Gunter Pauli não se escusou a um conjunto de perguntas sobre o tema que desenvolveu no Avepark. E que transportou para a sua conferência, em Lisboa. A sustentabilidade é algo que se explica com bons exemplos mas que se pratica com hábitos, novos hábitos. E todos nós somos tradicionalmente conservadores que não nos atrevemos sequer em pensar mudar.
Descreva-nos o que é para si a sustentabilidade e o que a justifica no mundo de hoje!
A sustentabilidade é a capacidade de poder responder a necessidades de todos os seres vivos na Terra, não apenas humanos. A Natureza tem direito de viver também. Com tudo o que cada cidade tem localmente. Isto justifica-se? Não, tal como não se justiça a pobreza, a fome, a falta de água.
O que é a “Blue Economy” (BE) e onde tem sido mais aplicada?

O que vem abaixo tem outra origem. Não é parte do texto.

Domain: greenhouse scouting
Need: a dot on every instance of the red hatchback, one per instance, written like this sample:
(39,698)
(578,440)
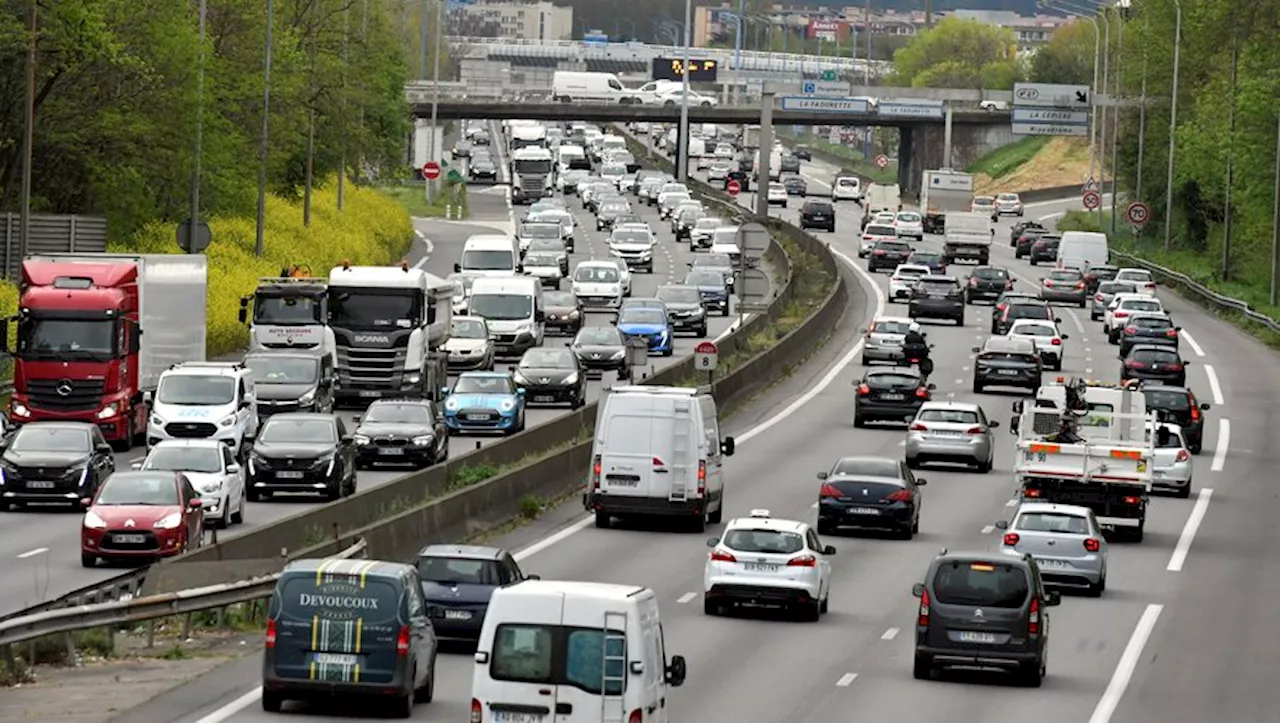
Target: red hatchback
(142,515)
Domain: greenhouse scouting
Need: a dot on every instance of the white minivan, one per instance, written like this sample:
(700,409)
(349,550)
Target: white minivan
(581,651)
(489,255)
(512,306)
(1082,250)
(657,453)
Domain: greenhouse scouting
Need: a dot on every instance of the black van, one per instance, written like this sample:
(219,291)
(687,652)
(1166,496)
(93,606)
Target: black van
(342,627)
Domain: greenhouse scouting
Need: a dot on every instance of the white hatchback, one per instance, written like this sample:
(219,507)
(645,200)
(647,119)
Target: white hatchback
(760,561)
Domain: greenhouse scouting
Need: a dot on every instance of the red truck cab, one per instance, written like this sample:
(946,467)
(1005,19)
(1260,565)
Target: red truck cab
(77,347)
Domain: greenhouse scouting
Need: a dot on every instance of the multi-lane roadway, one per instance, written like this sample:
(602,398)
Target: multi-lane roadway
(1182,632)
(40,548)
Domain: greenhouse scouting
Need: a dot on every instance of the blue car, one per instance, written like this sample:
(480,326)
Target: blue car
(484,401)
(648,323)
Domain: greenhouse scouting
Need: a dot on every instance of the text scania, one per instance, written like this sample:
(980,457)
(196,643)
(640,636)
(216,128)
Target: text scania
(342,602)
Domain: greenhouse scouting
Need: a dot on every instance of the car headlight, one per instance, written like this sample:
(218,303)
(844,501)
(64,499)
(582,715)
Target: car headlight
(169,521)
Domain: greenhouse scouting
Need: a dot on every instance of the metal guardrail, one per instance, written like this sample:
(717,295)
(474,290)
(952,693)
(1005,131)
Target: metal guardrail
(137,609)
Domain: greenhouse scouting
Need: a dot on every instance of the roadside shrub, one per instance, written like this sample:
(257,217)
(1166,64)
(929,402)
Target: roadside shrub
(370,230)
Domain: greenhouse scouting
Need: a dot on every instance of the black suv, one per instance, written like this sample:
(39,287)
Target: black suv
(818,215)
(983,611)
(937,297)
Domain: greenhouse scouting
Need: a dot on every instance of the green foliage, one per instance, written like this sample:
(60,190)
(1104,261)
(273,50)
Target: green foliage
(1068,56)
(959,54)
(1008,159)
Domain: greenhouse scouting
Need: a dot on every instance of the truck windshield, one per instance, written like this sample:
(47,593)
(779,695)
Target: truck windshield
(374,309)
(270,309)
(71,338)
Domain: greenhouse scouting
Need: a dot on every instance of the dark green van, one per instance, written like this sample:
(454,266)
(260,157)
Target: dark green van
(341,627)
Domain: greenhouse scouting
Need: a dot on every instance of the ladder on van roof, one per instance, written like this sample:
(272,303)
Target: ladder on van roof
(613,657)
(682,451)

O país onde tem mais aplicação é na China. É um país com poucos recursos, tem uma população enorme e tem uma política de desenvolvimento que inova, cria novos conceitos e novas ideias. O conceito de BE é que fazemos tudo para responder a necessidades, fazendo-o com valor agregado. Não vamos responder às necessidades com um modelo económico de competitividade com preços muito baixos. A China está mudando essa lógica. Durante 13 anos fez tudo para produzir com preços muito baixos. Hoje a China deslocaliza a sua produção para a Indonésia, Cambodja, Bangladesh. E depois vende com valor acrescentado.
A Blue Economy poder-se-ia aplicar aos sectores económicos tradicionais de Guimarães: têxtil e vestuário, calçado e cutelarias?
É óbvio, pode aplicar-se em todas as actividades e sectores mas para poder aplicar este conceito, temos de ver para além do próprio sector têxtil, todos os outros recursos locais disponíveis. Há uma oportunidade de estudar o que esta localmente disponível se falamos de têxtil, um sector muito interessante. O que se está a fazer em termos de expansão de novos produtos, é a reciclagem de redes de pescador, o cultivo da alga para a transformar em fibra têxtil. A China já tem uma indústria muito importante para substituir o algodão por fibras de alga, com a vantagem de ser melhor para a nossa pele, é de boa qualidade, muito mais suave tem micronutrientes para a pele. O têxtil tem que pensar mais do que aquilo que foi enquanto indústria tradicional, tem de o fazer de uma maneira vertical e integrada, do têxtil do mar a um produto final. No calçado é o mesmo: já se produz calçado incorporando lixo de casulos de bichos da seda, um material de qualidade. O casulo tem uma propriedade que é contra cogumelos e isso é muito importante para a saúde do pé. Quando fazemos um novo calçado e tem esse produto de seda com benefícios para a saúde todo o consumidor vai querer. O consumidor não está disponível para pagar para a defesa do meio ambiente mas já está disponível para pagar para o seu bem-estar e para a sua saúde. Há muitos projectos novos de BE que têm a saúde no eixo das suas preocupações e um nicho de mercado. É uma questão central.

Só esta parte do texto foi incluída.